Die spinnen, die Römer!

„Die spinnen, die Römer!“

Den Satz wollte ich immer schon mal in einer Andacht unterbringen. Gut, dass ich kein Ökumene-Dezernent bin.

Und der Satz ist ja auch gar nicht anti-ökumenisch, weil er gar nicht auf die römisch-katholische Kirche bezogen ist. Sondern – Sie werden es alle erkannt haben – „Die spinnen, die Römer“ ist natürlich ein Zitat aus den Asterix-Comics. Meistens sagt ihn Asterix‘ dicker Freund Obelix (nein, der ist natürlich gar nicht dick!), aber er ist auch darüber hinaus irgendwie zum geflügelten Wort geworden.

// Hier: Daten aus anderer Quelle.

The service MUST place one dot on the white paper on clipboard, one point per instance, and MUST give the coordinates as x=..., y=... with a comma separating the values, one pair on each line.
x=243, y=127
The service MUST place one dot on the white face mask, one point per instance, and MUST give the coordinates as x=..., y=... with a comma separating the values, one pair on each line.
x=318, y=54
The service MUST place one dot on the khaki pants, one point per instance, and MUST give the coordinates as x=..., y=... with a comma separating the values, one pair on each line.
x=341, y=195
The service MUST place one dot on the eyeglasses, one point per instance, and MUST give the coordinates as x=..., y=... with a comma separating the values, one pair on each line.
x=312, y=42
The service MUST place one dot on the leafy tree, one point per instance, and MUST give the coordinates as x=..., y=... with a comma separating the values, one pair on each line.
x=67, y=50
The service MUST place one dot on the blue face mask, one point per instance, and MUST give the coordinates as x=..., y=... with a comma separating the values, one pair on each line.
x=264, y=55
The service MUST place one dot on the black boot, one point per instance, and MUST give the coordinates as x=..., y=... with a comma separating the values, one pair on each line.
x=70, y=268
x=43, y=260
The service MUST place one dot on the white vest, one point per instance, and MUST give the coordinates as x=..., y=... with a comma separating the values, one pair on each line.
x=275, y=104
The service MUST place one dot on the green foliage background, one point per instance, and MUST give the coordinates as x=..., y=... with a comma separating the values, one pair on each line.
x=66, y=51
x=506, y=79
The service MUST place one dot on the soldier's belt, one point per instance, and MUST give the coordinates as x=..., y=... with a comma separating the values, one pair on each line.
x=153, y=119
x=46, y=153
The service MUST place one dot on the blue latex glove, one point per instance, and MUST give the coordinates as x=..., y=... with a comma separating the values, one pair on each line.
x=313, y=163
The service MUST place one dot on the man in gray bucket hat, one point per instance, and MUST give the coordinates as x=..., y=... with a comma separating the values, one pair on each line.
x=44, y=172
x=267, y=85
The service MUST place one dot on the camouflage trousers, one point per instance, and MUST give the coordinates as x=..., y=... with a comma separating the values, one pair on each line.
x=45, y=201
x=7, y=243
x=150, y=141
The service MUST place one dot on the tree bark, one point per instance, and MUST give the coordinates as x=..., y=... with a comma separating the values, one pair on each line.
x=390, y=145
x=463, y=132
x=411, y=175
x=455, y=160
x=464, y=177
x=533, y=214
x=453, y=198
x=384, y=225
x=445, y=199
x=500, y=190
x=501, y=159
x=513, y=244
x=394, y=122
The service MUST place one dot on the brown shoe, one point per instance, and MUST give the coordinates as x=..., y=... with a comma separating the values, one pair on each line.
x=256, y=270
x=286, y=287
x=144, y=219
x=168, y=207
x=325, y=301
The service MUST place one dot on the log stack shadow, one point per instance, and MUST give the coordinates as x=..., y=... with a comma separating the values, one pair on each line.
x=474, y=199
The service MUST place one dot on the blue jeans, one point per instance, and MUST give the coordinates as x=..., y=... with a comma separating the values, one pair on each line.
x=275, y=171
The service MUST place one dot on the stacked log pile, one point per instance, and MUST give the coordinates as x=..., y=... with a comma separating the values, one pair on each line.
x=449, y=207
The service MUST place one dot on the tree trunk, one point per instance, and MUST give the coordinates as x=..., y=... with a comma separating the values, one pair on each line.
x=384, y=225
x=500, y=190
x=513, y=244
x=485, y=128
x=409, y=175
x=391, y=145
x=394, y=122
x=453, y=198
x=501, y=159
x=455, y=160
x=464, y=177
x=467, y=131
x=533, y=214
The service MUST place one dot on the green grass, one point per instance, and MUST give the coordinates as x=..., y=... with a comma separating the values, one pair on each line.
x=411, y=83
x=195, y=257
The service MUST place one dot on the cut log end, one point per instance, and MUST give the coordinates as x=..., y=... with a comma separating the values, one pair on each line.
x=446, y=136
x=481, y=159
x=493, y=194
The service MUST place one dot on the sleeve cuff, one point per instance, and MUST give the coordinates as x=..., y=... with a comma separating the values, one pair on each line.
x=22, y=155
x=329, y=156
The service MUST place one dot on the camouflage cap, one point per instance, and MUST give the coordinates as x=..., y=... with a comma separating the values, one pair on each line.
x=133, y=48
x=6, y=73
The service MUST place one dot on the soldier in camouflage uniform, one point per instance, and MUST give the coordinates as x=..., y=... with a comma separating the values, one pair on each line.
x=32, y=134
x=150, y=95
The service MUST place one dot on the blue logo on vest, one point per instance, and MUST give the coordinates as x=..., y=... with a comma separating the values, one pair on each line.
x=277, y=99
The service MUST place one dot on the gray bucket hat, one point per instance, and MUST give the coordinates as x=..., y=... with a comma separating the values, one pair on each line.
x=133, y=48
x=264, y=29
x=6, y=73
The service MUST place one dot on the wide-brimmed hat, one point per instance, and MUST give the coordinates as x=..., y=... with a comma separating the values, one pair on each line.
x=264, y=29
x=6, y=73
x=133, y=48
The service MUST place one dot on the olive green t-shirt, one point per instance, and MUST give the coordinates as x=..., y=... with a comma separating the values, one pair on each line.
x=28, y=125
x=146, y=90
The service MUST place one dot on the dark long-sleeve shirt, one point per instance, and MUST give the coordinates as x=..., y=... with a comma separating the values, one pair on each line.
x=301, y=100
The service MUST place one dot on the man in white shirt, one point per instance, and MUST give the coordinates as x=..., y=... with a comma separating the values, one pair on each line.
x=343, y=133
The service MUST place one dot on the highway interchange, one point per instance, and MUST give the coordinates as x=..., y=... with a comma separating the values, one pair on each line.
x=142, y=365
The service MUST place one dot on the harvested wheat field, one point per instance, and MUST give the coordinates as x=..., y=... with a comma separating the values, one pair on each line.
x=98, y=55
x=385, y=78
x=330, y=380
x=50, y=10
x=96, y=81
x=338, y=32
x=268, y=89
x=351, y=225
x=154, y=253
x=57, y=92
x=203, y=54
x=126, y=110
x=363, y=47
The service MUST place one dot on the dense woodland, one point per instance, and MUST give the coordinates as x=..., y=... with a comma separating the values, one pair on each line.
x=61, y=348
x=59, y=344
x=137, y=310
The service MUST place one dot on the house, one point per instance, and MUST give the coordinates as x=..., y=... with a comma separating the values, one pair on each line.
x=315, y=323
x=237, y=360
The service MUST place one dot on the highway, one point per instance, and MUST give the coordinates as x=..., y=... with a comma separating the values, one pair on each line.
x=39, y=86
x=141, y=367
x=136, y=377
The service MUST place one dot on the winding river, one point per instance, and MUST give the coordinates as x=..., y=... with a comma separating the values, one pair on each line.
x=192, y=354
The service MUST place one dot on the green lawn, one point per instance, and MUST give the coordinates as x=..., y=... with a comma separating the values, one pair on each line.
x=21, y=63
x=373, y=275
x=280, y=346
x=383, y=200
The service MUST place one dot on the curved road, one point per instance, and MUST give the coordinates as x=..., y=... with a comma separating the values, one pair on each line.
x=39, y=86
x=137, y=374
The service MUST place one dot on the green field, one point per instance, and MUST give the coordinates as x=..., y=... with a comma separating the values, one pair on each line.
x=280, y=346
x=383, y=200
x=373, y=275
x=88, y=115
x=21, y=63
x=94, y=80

Ich bin seit meiner Jugend ein großer Fan der Gallier, die von den Franzosen Goscinny und Uderzo erfunden wurden – und seit meinem ersten Heft „Die Trabantenstadt“ freue ich auf jedes neue Heft. Nach einem kleinen Hänger zwischendurch gilt das besonders, seitdem Jean-Yves Ferri und Didier Conrad das Ruder übernommen bzw. die Feder in die Hand genommen haben.

So auch Ende Oktober dieses Jahres. Da erschien Band 39: „Asterix und der Greif“. Asterix, Obelix, Miraculix und Idefix machen sich auf nach Asien ins Barbaricum zum Volk der Sarmaten, um den sagenumwobenen Greifen zu finden. Sie haben sich aber nicht alleine auf den Weg gemacht. Mit auf dem Weg nach Osten sind auch die Römer, die ja bekanntlich spinnen. Während die Gallier auf ihrem dreispännigen Schlitten nur leichtes Gepäck dabei haben, sind die römischen Legionäre unter ihrem Zenturio Brudercus so wohl organisiert, wie es international bekannte Institutionen wie die Armee Roms nun einmal sind. Angekommen im Barbaricum, schlagen sie erst einmal ihr Lager auf – auch um den Barbaren zu zeigen, was römische Architektur ist. Und dann schreit Brudercus: „An die Arbeit! Ich will ein Provisorium, das Bestand hat!

Ja, habe ich mir da gedacht: Das kenne ich. Ein Provisorium, das Bestand hat. Das gibt’s auch heute noch. Ist das nicht auch die Kirche, der ich angehöre, für die ich arbeite, für die wir arbeiten? Ist das nicht ein Thema der Bibel von ihren Anfängen an? Abraham verlässt sein Vaterhaus und zieht ins Unbekannte. Das Volk Gottes wohnt in provisorischen Zelten. Gott selbst wohnt mit seinen Geboten in einem Zelt, das mit dem Volk zieht. Der spätere Tempelbau ist sehr umstritten. Die Propheten kritisieren, wenn das Volk sich darauf ausruht, sesshaft zu werden. Dennoch: Sie bauen ihre Häuser, ihre Straßen, ihre Brunnen, ihre Märkte. Sie bauen ihre Stadt und suchen dieser Stadt Bestes. Sie richten sich ein.

Jesus macht sich ebenfalls auf ins Provisorium. Er verlässt die Zimmerwerkstatt seines Vaters und wird Wanderprediger. Die Füchse wissen, wo sie sich abends schlafen legen, er weiß es nicht. Seine wandernde Existenz ist Ausdruck seiner Haltung. Sein Leben ist Bewegung, Aufbruch. Nach seinem Tod brechen die Jünger auf und erzählen in Jerusalem, in ganz Judäa und Samarien und bis an das Ende der Erde von ihm. Paulus und andere Apostel gründen christliche Gemeinden in Galatien, in Korinth, in Rom. Am Anfang wurden diese frühen Christen „Anhänger des Wegs“ genannt.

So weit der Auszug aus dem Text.